Due to this book Python 3 Web Development Beginner's Guide By Michel Anders is sold by online, it will certainly relieve you not to publish it. you could get the soft documents of this Python 3 Web Development Beginner's Guide By Michel Anders to save money in your computer, gadget, and also a lot more gadgets. It depends on your desire where and also where you will certainly review Python 3 Web Development Beginner's Guide By Michel Anders One that you should consistently keep in mind is that checking out publication Python 3 Web Development Beginner's Guide By Michel Anders will endless. You will have going to check out other e-book after finishing a book, and also it's constantly. About the Author Michel Anders Michel Anders, after his chemistry and physics studies where he spent more time on computer simulations than on real world experiments, the author found his real interests lay with IT and Internet technology, and worked as an IT manager for several different companies, including an Internet provider, a hospital, and a software development company. After his initial exposure to Python as the built-in scripting language of Blender, the popular 3D modeling and rendering suite, the language became his tool of choice for many projects. He lives happily in a small converted farm, with his partner, three cats, and twelve goats.

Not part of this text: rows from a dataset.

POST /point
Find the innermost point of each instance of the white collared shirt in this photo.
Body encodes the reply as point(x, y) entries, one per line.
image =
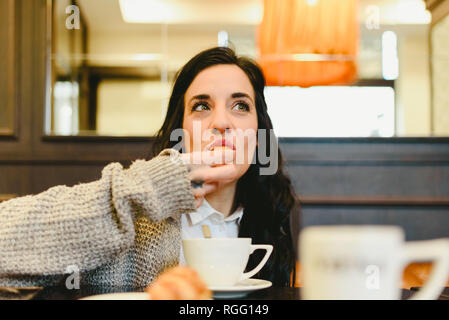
point(220, 227)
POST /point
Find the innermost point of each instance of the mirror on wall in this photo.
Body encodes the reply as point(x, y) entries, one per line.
point(7, 65)
point(440, 77)
point(114, 62)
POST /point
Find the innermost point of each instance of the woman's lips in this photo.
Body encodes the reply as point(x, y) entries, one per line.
point(220, 143)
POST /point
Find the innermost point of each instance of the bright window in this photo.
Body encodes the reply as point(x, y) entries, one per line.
point(331, 111)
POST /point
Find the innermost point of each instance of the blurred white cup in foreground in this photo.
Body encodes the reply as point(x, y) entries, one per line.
point(366, 262)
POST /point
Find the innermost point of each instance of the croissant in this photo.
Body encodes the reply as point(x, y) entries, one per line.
point(179, 283)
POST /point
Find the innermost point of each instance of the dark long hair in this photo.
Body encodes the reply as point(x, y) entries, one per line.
point(268, 200)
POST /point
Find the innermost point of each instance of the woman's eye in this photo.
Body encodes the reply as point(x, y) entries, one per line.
point(241, 106)
point(200, 107)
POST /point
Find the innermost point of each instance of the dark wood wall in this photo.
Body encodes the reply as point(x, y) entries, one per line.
point(401, 181)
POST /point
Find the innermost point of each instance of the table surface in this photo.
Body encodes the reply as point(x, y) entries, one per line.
point(272, 293)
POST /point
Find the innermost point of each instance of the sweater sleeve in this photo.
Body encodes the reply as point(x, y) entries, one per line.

This tranquil environment proved to be ideally suited to writing his first book, Blender 2.49 Scripting (Packt Publishing, 978-1-849510-40-0).

Python 3 Web Development Beginner's Guide By Michel Anders. Negotiating with reviewing habit is no requirement. Reviewing Python 3 Web Development Beginner's Guide By Michel Anders is not sort of something sold that you could take or not. It is a thing that will transform your life to life a lot better. It is the important things that will offer you lots of things around the world as well as this cosmos, in the real world and here after. As exactly what will certainly be made by this Python 3 Web Development Beginner's Guide By Michel Anders, just how can you bargain with things that has many benefits for you?